Citing speculation and excessive leverage Vietnam to put an end to gold trading.

January 1 2010

Vietnam has ordered all gold trading floors to close by the end of March, putting an end to a business which turns over $1bn a day but which the government feared was spinning out of control.

“Both the owners of the gold-trading floors and traders are doing their transactions on a fragile foundation that lacks legal, economic and technical frameworks and knowledge,” the government said in a statement.

The order also bans using overseas accounts, but does not affect jewelery or retail gold sales.

The government said it was particularly concerned that some investors had been drawn into overleveraging their positions by low interest rates and the ever-increasing price of gold , which has risen from $660/oz when the first trading floor was started in 2007 to almost $1,100/oz today.

The government said that in some cases, investors had only been required to put up 7 per cent of the value of their portfolio.

The regulation will affect around 20 gold trading floors, but it is unclear if the government is intending to re-write the regulations and allow the floors to re-open or if the move is long-term.

The trade has become a lucrative source of income for many of the banks and trading houses which have opened the exchanges, and the ban could hit profits. But analysts say it could free up liquidity that might flow back into the stock markets, lifting the index.

Dong Devalued

In November, Vietnam devalues the dong and raises rates

November 26 2009
Vietnam devalued its currency by 5.4 per cent against the dollar yesterday and raised interest rates by a full percentage point in an effort to cut inflation and underpin the beleaguered dong.

The dong has come under pressure recently as inflation started climbing and domestic demand, driven by the country’s $8bn stimulus programme, drove the current account deficit to close to $2bn a month.

“The decision poses further challenges to the central bank’s credibility,” said Tai Hui, Standard Chartered Bank economist. “The risk is that local investors will pay little attention to official comments going forward, which may exacerbate devaluation pressure on the currency.”

For weeks, the government had insisted that it would not give in to pressure on the dong. “Vietnam will not devalue our currency,” Nguyen Minh Triet, president, said in Singapore last week. “We will take cautious steps on our monetary policy.”

Downward Pressure On The Dong

Please consider Dong weighed down by deficit

December 1 2009

An initial strengthening of the dong on the black market from 19,800 to the dollar to 19,100 has been followed by renewed weakness, with the dong trading at 19,500 on Tuesday, substantially outside the permitted trading band, suggesting that at best the jury is still out on the government’s efforts to put a floor under the currency.

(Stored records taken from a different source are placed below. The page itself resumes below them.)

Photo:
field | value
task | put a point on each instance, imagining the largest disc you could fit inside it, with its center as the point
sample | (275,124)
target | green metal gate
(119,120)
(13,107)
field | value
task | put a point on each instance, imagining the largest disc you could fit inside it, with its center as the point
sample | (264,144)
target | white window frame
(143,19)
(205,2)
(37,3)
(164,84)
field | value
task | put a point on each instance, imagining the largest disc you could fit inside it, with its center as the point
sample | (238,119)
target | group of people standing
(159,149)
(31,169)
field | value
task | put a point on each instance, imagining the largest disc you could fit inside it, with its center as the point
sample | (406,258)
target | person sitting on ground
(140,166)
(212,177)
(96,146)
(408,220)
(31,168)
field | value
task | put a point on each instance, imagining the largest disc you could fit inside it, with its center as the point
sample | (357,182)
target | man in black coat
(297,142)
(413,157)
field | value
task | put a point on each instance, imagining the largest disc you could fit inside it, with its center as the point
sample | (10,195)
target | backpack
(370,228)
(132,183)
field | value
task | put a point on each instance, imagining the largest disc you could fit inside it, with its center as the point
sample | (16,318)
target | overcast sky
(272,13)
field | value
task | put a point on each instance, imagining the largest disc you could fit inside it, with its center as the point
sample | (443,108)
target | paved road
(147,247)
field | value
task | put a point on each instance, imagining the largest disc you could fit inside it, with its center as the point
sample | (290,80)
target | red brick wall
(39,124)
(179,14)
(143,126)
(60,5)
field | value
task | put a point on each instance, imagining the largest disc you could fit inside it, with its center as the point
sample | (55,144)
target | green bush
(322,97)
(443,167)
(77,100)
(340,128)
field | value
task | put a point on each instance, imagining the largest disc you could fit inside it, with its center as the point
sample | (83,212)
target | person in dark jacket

The State Bank of Vietnam made its move after a significant increase in the downward pressure on the dong. The immediate cause was a spike in the gold price: Vietnam is the world’s eighth-largest buyer of gold and when the price started to rise, Vietnamese consumers sold dong to buy in. At one point the precious metal hit $1,362 an ounce, a premium of more than $260 per ounce on the London market price of the time, before falling back in line when the government lifted import restrictions .

Vietnam Strives To Limit Inflation To 7%

Inquiring minds are reading Vietnam Bank to Keep Benchmark Rate at 8%

Vietnam’s central bank will keep the benchmark interest rate at a one-year high of 8 percent in January to help strengthen the economy.

The central bank unexpectedly increased the base rate to 8 percent last month amid signs of quickening inflation, after holding it at 7 percent for 10 months to revive the economy. The government also subsidized corporate borrowing and reduced tax payments to boost gross domestic product.

Average inflation has been below the government’s target of 7 percent this year, according to an announcement on its Web site yesterday. The consumer price index rose 6.5 percent in December, the fastest pace since April, the General Statistics Office said yesterday.

‘Acceptable Pace’

“Inflation is quickening, but still at an acceptable pace, so we don’t need to raise the base rate right now,” Le Xuan Nghia, Hanoi-based vice chairman of the National Financial Supervision Commission, and former head of the central bank’s department for banking strategy, said by telephone today. “It’s also better for businesses.”

Wrong To Be Long The Dong

Inflation of 7% is certainly not better for business.

Moreover, halting gold trading will not solve anything. All it will do is increase the black market price of gold in the Dong, already at a premium.

Global Imbalances Mount

  • Global imbalances are cropping up like weeds in places like Greece, Spain, Vietnam, Iceland, Vietnam, Latvia, and Lithuania.
  • There are massive property bubbles in China, Canada, the UK, and Australia.
  • Japan is in a foolish fight against deflation and sinking further in debt
  • Commercial real estate in the US is on the verge of bringing down hundreds of regional banks.
  • Cities in the US are under massive pressure because of unsustainable pension plan promises.
  • Global terrorism is on the rise

How long this mess hangs together without a huge crisis in a major currency is the question everyone should be asking. Sadly, most are oblivious to the widening structural cracks.